Die Braunfärbung der Lösung ist eine Reaktion zwischen Selbstbräuner und der Aminosäure, unabhängig von der Lichtzufuhr. Der im Selbstbräuner enthaltene Wirkstoff Dihydroxyaceton reagiert mit den freien Aminogruppen der Aminosäuren zu Propan-1-amid-2,3-imid.

Entsorgung

Die Chemikalien werden in den Hausmüll und über das Abwasser entsorgt.
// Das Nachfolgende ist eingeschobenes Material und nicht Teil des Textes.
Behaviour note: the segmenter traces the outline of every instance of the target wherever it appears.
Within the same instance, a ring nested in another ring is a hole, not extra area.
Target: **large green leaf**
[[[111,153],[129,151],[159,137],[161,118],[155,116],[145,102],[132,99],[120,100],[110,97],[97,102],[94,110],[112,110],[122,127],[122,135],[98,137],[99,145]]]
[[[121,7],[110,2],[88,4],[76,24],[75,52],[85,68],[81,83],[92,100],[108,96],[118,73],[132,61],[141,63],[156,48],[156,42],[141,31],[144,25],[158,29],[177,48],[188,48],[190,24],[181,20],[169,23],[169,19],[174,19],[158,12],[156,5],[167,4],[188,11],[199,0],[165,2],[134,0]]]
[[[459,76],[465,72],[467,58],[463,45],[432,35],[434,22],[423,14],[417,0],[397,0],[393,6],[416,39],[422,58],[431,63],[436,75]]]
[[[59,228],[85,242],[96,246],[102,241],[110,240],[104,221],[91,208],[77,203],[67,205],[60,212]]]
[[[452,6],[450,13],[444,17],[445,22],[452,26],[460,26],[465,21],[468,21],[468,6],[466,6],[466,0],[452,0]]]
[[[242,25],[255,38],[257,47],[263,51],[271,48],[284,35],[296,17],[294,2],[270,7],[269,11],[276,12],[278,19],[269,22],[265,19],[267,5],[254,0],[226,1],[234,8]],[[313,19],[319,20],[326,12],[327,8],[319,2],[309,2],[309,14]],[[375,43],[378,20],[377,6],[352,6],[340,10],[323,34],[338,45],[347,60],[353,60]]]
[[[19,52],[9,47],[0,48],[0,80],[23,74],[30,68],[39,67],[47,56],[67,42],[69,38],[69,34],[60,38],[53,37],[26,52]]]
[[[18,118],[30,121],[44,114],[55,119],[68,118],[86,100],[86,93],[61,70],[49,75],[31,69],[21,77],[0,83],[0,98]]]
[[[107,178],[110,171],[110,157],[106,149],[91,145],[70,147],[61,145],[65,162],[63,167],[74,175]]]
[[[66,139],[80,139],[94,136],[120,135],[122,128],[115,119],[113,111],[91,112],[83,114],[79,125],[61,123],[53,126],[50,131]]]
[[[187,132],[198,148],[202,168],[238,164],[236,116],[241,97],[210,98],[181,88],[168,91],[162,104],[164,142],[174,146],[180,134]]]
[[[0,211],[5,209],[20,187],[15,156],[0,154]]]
Anmerkungen & Unterrichtsanschlüsse

Dieser Versuch eignet sich, um die Maillard-Reaktion zu erläutern. Diese findet sich z. B. bei der Bräunung von Schweinefleisch. Bei. Frittieren von Pommes wird durch die Maillard-Reaktion Acrylamid gebildet. Der Versuch ist einfach durchzuführen, zeigt einen deutlichen Effekt und ist bei der Entsorgung wie bei der Handhabung der Chemikalien ungefährlich.

Literatur

W. Glöckner, W. Jansen, R.G. Weissenhorn, Handbuch der experimentellen Chemie – Band 12, Aulis 1997, S. 231f.